Alain n’avait rien écrit depuis des lustres : sec ! Il était complètement sec, pas la moindre idée ne le traversait. Dès qu’il s’asseyait devant son ordinateur avec un projet d’écriture, il déprimait devant la page blanche.
- Laisse tomber, tu vas encore te mettre dans tous tes états.
Martine le savait, depuis qu’Alain avait édité un recueil de nouvelles à compte d’auteur, depuis qu’il avait ce demi-mètre cube de livres en stock dans le placard de la salle à manger, depuis qu’il n’en avait vendu que trois exemplaires, un à sa mère, un à un ami et le troisième, le seul, finalement, à un vrai lecteur, il déprimait. Il s’était pris pour un écrivain, il n’était qu’un looser.

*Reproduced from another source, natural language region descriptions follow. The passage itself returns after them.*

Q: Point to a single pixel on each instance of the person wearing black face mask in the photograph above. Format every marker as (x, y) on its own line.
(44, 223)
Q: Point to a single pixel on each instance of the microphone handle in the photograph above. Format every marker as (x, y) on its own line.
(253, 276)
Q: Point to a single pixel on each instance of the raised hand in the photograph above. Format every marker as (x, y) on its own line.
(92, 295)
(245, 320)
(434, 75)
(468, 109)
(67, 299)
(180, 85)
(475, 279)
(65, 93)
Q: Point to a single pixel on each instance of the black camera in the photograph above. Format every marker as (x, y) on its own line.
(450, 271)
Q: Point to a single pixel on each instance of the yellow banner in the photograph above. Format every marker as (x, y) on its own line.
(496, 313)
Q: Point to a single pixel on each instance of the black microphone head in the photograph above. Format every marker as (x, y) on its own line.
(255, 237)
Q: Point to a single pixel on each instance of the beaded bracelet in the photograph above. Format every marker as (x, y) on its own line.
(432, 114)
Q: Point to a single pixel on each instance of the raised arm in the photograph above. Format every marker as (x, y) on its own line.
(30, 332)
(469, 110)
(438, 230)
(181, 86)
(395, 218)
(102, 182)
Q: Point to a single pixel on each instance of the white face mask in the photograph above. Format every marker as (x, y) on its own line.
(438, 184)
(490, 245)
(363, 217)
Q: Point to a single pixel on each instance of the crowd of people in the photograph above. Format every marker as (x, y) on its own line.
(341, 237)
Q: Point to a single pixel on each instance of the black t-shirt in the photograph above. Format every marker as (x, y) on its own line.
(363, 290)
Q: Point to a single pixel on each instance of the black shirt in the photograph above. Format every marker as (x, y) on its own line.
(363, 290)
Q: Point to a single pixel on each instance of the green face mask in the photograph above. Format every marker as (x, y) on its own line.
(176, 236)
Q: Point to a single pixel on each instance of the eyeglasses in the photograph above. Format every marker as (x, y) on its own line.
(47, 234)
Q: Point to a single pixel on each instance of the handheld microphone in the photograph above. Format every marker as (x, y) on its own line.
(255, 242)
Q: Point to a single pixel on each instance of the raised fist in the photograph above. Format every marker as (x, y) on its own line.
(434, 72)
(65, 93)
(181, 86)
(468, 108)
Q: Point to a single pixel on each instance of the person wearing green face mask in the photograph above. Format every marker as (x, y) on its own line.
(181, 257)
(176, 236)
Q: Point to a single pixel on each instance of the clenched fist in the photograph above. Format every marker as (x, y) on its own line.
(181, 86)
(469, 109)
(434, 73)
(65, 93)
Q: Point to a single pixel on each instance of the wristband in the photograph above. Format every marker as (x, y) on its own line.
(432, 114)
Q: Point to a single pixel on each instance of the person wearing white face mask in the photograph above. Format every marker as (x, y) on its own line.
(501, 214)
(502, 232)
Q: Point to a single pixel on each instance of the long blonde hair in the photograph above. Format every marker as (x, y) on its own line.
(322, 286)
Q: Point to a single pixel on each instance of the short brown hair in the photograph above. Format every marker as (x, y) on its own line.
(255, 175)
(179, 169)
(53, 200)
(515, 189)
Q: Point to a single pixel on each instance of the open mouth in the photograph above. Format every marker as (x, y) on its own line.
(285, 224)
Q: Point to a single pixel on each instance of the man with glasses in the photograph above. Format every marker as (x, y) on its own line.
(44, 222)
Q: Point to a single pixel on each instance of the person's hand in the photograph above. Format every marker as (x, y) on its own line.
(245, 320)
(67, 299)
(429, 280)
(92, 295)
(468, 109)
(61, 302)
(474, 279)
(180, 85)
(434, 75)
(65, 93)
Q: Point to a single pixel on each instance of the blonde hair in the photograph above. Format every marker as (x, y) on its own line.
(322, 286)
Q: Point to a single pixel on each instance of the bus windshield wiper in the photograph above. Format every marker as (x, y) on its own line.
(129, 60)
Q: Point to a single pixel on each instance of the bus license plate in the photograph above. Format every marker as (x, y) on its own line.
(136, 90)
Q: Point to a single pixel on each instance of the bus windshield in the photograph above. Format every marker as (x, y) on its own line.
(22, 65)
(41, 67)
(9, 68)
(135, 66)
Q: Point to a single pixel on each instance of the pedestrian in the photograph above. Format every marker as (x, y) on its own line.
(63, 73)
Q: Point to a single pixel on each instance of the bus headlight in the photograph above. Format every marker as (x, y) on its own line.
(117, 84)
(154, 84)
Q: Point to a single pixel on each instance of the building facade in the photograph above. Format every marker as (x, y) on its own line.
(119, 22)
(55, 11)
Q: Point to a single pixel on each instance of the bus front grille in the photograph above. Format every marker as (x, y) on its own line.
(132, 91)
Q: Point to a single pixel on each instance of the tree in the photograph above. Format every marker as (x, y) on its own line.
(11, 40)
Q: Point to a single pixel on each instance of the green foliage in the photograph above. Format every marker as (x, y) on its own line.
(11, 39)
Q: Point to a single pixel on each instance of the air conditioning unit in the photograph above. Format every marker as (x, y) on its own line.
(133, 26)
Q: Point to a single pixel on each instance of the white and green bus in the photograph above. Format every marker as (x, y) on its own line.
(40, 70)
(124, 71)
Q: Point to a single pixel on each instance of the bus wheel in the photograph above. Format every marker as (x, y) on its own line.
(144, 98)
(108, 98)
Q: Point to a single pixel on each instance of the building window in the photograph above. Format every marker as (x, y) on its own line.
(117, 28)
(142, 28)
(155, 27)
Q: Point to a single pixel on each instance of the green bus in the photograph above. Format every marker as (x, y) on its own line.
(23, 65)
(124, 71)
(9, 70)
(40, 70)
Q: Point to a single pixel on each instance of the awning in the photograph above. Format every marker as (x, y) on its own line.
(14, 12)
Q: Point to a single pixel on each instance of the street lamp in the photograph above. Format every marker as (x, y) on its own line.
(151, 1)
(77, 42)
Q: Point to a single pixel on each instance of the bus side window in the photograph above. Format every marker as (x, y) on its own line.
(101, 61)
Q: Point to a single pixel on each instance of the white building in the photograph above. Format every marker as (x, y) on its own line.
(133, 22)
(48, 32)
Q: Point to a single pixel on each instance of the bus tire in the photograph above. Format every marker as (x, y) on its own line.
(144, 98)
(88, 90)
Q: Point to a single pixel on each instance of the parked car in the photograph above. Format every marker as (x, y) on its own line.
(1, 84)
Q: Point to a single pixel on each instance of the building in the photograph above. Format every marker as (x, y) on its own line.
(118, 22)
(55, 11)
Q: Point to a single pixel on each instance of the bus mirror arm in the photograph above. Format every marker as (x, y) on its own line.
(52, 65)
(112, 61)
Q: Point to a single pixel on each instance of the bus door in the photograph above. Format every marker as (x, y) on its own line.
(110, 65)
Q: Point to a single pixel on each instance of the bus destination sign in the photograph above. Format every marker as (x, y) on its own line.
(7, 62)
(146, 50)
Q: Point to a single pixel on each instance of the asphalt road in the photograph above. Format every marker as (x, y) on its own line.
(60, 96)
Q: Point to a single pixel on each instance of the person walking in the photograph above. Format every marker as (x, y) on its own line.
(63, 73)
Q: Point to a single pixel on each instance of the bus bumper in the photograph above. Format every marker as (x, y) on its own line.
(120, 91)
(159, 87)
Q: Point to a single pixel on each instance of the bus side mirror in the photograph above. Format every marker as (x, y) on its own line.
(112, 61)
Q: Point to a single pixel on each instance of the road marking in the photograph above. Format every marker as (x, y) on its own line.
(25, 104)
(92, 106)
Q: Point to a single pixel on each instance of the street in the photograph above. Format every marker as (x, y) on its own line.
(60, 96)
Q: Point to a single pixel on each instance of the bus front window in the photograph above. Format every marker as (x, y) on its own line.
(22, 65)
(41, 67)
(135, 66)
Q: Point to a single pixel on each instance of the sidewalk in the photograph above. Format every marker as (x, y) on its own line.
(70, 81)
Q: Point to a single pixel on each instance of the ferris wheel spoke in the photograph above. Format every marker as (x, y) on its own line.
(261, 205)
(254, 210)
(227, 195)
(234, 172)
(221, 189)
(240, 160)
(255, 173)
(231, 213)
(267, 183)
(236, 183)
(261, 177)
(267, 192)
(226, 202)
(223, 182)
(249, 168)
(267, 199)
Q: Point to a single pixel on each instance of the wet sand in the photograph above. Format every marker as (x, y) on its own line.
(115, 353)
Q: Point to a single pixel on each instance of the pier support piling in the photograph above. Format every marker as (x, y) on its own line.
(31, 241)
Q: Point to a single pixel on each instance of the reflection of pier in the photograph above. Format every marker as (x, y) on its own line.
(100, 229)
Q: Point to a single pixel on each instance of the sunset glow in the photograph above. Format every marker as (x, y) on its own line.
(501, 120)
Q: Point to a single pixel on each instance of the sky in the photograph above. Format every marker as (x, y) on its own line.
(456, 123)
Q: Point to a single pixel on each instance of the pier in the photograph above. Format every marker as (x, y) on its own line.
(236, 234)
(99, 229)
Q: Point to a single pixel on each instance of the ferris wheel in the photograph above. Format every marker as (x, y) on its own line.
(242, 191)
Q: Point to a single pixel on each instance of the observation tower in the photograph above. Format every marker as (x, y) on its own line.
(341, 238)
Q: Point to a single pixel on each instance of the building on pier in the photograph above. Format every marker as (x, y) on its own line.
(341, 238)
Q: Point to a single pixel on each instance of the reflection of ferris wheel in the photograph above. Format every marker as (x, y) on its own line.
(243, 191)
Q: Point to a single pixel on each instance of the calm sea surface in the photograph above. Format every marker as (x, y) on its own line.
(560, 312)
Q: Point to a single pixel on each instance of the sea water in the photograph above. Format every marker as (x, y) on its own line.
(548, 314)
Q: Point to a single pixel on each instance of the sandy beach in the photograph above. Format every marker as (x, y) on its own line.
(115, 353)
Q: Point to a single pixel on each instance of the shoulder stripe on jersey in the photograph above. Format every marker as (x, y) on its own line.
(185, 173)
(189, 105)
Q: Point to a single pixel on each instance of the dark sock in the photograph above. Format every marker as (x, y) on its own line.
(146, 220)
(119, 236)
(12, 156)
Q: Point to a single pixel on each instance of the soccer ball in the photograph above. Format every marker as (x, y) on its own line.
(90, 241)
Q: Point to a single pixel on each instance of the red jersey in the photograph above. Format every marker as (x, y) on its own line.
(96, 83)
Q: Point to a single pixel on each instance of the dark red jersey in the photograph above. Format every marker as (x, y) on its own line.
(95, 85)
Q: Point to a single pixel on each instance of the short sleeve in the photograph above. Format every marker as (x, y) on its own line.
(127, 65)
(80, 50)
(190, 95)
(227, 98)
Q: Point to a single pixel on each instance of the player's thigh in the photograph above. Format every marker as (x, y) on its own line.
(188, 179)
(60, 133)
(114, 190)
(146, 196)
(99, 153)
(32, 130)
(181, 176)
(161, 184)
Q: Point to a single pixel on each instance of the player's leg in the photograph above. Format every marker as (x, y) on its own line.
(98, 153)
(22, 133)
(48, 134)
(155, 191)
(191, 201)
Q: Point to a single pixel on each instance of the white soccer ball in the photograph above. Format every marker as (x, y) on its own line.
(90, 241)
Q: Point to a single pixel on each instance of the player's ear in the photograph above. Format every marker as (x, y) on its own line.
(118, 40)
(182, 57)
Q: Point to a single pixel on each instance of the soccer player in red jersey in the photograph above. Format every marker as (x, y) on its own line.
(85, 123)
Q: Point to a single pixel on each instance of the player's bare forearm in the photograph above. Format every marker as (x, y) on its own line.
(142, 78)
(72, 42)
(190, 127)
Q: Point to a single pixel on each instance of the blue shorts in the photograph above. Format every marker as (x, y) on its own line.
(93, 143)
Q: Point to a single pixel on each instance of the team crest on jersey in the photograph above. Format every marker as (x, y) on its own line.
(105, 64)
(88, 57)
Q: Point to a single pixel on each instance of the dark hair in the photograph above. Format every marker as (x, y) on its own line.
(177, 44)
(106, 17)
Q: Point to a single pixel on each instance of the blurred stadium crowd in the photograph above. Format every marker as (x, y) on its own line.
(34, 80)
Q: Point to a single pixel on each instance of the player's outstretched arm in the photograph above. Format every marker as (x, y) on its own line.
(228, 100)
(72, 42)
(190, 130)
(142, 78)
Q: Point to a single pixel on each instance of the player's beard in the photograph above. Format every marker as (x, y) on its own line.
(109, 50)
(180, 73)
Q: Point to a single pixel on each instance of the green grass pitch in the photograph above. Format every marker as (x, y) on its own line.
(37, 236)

- Non, je vais y arriver, tu vas m’aider. J’ai une idée, on va faire un brainstorming.
- Un quoi ?
- Un brainstorming, une tempête de cerveau, ça veut dire qu’on va chercher des idées ensemble : aucune règle, on dit ce qui nous passe par la tête, on note les idées, sans restrictions et, après, je pioche dedans et je me mets au boulot.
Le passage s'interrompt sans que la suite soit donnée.